Yargıtay Kararı 10. Hukuk Dairesi 2014/2950 E. 2014/5886 K. 14.03.2014 T.

YARGITAY KARARI
DAİRE : 10. Hukuk Dairesi
ESAS NO : 2014/2950
KARAR NO : 2014/5886
KARAR TARİHİ : 14.03.2014

Mahkemesi :Adana 5. İş Mahkemesi
Tarihi :02.10.2013
No :2013/307-2013/719

İstem; hak sahibi tarafından açılan dava yönünden ölüm aylığının kesilmesine ilişkin S.. B.. işleminin iptali ile aylığın yeniden bağlanarak yasal faiziyle birlikte alınmasına, Kurumca açılan dava yönünden ise itirazın iptali ve icra inkar tazminatına ilişkindir.
Mahkemece, uyulan bozma ilamı sonrasında asıl dava yönünden davanın kabulüne, birleşen dava yönünden davanın reddine karar verilmiştir.
Hükmün, davalı karşı davacı Kurum vekili tarafından temyiz edilmesi üzerine, temyiz isteğinin süresinde olduğu anlaşıldıktan ve Tetkik Hâkimi tarafından düzenlenen raporla dosyadaki kâğıtlar okunduktan sonra işin gereği düşünüldü ve aşağıdaki karar tespit edildi.
Hakkında verilen boşanma kararı 24.09.2009 tarihinde kesinleşen hak sahibi kız çocuğuna, 1971 yılında yaşamını yitiren 506 sayılı Sosyal Sigortalar Kanunu hükümleri kapsamındaki sigortalı babası üzerinden bağlanan ölüm aylığının, boşandığı eşiyle fiilen birlikte yaşadığının belirlendiği gerekçesiyle Kurumca 2010 yılının Ekim ayında gerçekleştirilen işlemle başlangıç günü itibarıyla kesilerek, 01.11.2009–18.07.2010 döneminde yersiz ödendiği ileri sürülen aylıklar yönünden borç tahakkuk ettirildiği anlaşılmaktadır.
Davanın yasal dayanağı olan 5510 sayılı Kanunun 01.10.2008 tarihinde yürürlüğe giren 56. maddesinin ikinci fıkrasında, eşinden boşandığı halde, boşandığı eşiyle fiilen birlikte yaşadığı belirlenen eş ve çocukların, bağlanmış olan gelir ve aylıklarının kesileceği, bu kişilere ödenmiş olan tutarların, 96. madde hükümlerine göre geri alınacağı yönünde düzenleme yapılmıştır.
Mahkemece yapılan yargılama sonucunda verilen ilk hüküm, Dairemizce yapılan temyiz denetimi üzerine bozulmuş olup, anılan 14/02/2013 tarih 2012/23362 esas 2013/2087 karar sayılı ilama uyulmasına karşın bozma gereklerinin tam anlamıyla yerine getirilmediği belirgindir.

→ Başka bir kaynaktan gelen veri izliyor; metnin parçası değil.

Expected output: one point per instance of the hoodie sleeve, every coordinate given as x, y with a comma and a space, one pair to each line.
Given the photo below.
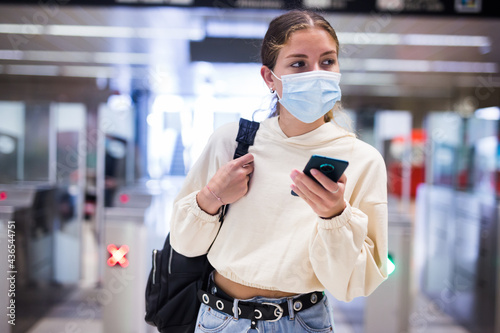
349, 252
192, 230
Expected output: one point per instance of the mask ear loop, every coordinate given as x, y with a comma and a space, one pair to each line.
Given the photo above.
273, 90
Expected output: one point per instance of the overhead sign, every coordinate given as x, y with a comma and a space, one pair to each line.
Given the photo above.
473, 8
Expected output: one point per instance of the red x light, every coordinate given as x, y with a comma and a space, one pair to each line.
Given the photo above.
117, 255
124, 198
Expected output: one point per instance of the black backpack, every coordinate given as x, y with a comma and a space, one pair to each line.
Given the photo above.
171, 292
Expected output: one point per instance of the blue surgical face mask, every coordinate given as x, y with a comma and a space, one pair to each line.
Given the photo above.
309, 96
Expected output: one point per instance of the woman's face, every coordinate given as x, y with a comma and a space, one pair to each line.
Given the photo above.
307, 50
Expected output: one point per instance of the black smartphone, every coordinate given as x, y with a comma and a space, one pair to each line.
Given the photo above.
331, 167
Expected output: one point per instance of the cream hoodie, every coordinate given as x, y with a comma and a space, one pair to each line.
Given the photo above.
273, 240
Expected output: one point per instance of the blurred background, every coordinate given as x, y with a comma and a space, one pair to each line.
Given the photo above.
105, 105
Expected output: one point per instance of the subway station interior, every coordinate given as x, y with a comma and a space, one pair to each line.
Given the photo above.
105, 106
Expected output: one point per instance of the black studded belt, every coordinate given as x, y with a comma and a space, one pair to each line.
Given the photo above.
259, 311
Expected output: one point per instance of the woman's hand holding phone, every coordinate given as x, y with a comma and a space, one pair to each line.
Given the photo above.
322, 194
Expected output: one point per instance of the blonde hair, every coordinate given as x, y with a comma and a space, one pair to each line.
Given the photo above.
278, 34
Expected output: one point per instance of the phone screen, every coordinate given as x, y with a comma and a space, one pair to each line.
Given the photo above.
331, 167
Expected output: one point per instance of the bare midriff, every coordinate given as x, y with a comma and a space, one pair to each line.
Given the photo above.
240, 291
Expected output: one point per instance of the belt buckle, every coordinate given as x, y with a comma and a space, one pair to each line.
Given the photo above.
278, 312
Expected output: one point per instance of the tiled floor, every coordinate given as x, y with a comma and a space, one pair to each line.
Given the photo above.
82, 313
73, 316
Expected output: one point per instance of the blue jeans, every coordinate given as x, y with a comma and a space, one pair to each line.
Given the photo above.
316, 319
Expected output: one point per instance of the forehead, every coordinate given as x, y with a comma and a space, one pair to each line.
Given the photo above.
310, 40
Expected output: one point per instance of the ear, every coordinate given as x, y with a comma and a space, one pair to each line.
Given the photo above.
268, 77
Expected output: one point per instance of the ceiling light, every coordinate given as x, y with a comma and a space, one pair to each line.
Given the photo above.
190, 33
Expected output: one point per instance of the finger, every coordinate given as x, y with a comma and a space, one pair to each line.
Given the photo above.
308, 188
326, 182
245, 159
343, 179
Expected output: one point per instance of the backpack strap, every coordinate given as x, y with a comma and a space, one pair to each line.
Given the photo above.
245, 138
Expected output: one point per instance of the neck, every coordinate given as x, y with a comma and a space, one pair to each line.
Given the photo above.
291, 126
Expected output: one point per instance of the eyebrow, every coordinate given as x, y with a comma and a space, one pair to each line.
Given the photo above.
299, 55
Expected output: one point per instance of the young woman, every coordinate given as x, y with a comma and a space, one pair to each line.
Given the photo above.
275, 253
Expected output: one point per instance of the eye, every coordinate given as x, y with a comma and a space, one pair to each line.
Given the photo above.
298, 64
328, 62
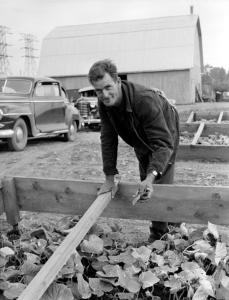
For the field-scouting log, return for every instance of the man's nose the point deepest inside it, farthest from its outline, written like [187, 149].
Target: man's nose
[105, 93]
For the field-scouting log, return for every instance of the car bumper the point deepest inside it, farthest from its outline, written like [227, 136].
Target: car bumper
[6, 133]
[91, 121]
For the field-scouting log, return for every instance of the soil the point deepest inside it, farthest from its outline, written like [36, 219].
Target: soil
[53, 158]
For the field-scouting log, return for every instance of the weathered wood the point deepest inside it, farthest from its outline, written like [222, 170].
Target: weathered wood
[209, 128]
[10, 200]
[47, 274]
[198, 133]
[193, 204]
[203, 153]
[1, 203]
[190, 117]
[220, 117]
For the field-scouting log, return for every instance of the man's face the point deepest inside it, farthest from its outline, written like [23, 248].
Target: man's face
[108, 91]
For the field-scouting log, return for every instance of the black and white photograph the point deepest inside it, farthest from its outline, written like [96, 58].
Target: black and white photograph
[114, 149]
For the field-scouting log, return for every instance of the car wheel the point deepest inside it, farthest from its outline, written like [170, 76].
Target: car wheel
[71, 134]
[20, 137]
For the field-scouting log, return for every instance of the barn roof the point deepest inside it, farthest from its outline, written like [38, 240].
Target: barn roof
[155, 44]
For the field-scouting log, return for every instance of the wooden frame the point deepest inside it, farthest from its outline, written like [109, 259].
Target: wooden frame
[175, 203]
[193, 204]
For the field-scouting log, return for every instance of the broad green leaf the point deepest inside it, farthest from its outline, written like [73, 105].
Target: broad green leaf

Bu bakımdan; davacı ile boşandığı eşinin fiili beraberliğinin ortaya konulması yönünde yargılamada ortaya çıkan çelişki ve belirsizliğin giderilmesi için davacı ile boşandığı eşinin yerleşim yerlerinin saptanmasına ilişkin olarak; muhtarlıktan ikametgah senetleri elde edilmeli, ilgili Nüfus Müdürlüklerinden sağlanan nüfus kayıt örnekleri ile yerleşim yeri ve diğer adres belgelerinden yararlanılmalı, adres değişiklik ve nakillerine ilişkin bilgilere ulaşılmalı, özellikle ilgili Nüfus Müdürlüğü’nden adres hareketleri, tarihleriyle birlikte istenilmeli, varsa çalışmaları nedeniyle resmi/özel kurum ve kuruluşlara verilen belgelerde yer alan adresler dikkate alınmalı, boşanılan eş 4857 sayılı Kanun hükümleri kapsamında yer almakta ise adına ödeme yapılabilecek özel olarak açılan banka hesabı bulunup bulunmadığı belirlenmeli, boşanan eşlerin kayıtlı oldukları bölge/bölgeler yönünden dava konusu döneme ilişkin olarak geniş kapsamlı Emniyet Müdürlüğü/Jandarma Komutanlığı araştırması yapılmalı, anılan mahallelerde görev yapmış/yapmakta olan muhtar ve azalardan istem hakkında düşünce edinmeye yetecek kadarının tanık sıfatıyla bilgi ve görgülerine başvurulmalı, aile hekimliği sisteminde tarafların bildirdikleri adresler tespit edilmeli, böylelikle “boşanılan eşle eylemli olarak birlikte yaşama” olgusunun gerçekleşip gerçekleşmediği, toplanan kanıtlar ışığı altında değerlendirildikten sonra elde edilecek sonuca göre hüküm kurulmalıdır.
Bu maddi ve hukuki olgular göz önünde bulundurulmaksızın, mahkemece eksik inceleme ve araştırma sonucu yazılı şekilde karar verilmesi, usul ve yasaya aykırı olup bozma nedenidir.
O halde, davalı karşı davacı Kurum vekilinin bu yönleri amaçlayan temyiz itirazları kabul edilmeli ve hüküm bozulmalıdır.
SONUÇ: Temyiz edilen hükmün yukarıda açıklanan nedenlerle BOZULMASINA, 14/03/2014 gününde oybirliğiyle karar verildi.